Reagan will be buried next to her late husband, who passed away after a long battle with Alzheimer’s in 2004. She was perhaps best known during her husband’s presidency (1981-9) for her “Just Say No” campaign against recreational drug use, which pervaded US culture in the 1980s. But, as CNN suggested when the former president died, if it weren’t for Nancy, “it is possible that the death of Ronald Reagan would have been marked merely as the passing of a Hollywood star from another era.”
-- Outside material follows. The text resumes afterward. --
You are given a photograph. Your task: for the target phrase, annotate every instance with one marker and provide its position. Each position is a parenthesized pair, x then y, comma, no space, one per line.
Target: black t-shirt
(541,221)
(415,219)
The daughter of a used car salesman and an actress, Reagan followed in her mother’s footsteps and appeared in a range of films in the late 1940s and early 1950s. According to CNN, she had been falsely accused of being a communist and sought help from the president of the Screen Actors Guild—a young actor by the name of Ronald Reagan—in clearing her name. They quickly hit things off, and were married in 1952.

Ronald and Nancy in 1984.
Ronald and Nancy in 1984.
Image: AP Photo/Ira Schwarz

Reagan pushed her husband to pursue a career in politics, becoming a driving force behind his campaigns, and adding a shade of glamor to his candidacy. ”She has flair and style, and she won’t be like any other First Lady,” Bonita Wrather, the wife of Jack Wrather, a Hollywood executive and member of Reagan’s campaign team, said of Nancy in the New York Times in 1980.

She was known for her love of the extravagant. When her husband was elected governor of California in 1967, she declared the governor’s mansion dilapidated and rented a different house instead. When he was elected president, she wore a $10,000 gown to the inaugural ball, and ordered a new set of presidential china that cost over $200,000—a move that was widely criticized as the US was experiencing a recession, although no taxpayer funds were used to pay for the china. As the New York Times wrote in 1981: “Democratic strategists on Capitol Hill are already planning to use Mrs. Reagan’s ‘Queen Nancy’ image to woo blue-collar voters in next year’s elections.”

After her husband’s passing, she continued to be active with the Reagan Presidential Library and campaigning, unlike many Republicans, for increased stem cell research, potentially as a a cure for Alzheimer’s.

Instead of flowers, Reagan asked for contributions be made to the Reagan Library and the Reagan Foundation scholarship program, her spokesperson said.